Parkinson's disease (PD), adult neurodegenerative disorder, is caused by the death of dopamine neurons in the substantia nigra. High content screening (HCS) should allow finding new pathways involved in the onset of PD by screening molecules based on death phenotype. Rotenone, a chemical compound commonly used as pesticide, is well-documented as death inducer of dopamine neurons in the substantia nigra and allow to mimic PD in vitro and in vivo. Rotenone-induced degeneration of dopaminergic neurons may not be solely attributed to an impairment of neuronal mitochondrial complex I activity in the dopaminergic neurons but may also be boosted by the participation of the resident immune cells in the brain: the microglia cells.

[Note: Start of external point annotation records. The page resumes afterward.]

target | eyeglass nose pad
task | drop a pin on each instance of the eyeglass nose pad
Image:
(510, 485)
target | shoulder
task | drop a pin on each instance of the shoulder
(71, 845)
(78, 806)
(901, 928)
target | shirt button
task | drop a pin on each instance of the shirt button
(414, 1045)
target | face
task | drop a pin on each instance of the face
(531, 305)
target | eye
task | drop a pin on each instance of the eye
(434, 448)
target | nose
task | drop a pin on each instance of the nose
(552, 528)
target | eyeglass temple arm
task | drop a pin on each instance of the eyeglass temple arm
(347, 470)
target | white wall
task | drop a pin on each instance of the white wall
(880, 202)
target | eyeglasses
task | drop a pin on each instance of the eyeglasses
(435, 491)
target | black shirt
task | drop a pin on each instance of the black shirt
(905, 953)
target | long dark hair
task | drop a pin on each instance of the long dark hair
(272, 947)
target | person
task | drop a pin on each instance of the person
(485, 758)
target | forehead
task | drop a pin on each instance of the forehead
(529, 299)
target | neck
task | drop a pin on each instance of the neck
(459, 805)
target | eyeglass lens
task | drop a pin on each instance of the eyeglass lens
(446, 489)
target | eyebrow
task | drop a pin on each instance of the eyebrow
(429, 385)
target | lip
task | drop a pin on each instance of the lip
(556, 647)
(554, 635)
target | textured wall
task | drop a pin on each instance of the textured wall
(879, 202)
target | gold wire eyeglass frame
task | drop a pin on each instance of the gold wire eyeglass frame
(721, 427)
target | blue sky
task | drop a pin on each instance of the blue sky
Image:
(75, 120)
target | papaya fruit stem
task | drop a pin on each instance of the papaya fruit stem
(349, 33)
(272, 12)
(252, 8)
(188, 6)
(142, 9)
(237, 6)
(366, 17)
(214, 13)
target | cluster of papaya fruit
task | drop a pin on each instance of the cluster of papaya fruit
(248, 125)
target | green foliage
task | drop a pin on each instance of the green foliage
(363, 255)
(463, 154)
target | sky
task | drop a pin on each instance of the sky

Effectively, various environmental factors may also work in concert to induce dopaminergic neurodegeneration and numerous studies have confirmed that neuroinflammation plays a critical role in the pathogenesis of neurodegenerative deseases, including PD.
To develop this assay, human neuroblastoma and mouse macrophagic cell lines in coculture were used, and rotenone was chosen as death inducer and phenotypic markers as Hoechst for nucleus and MAP2 for neurites analysis.
Furthermore, first assays in 3D cell co-culture show promising results and give us nice perspectives for the future.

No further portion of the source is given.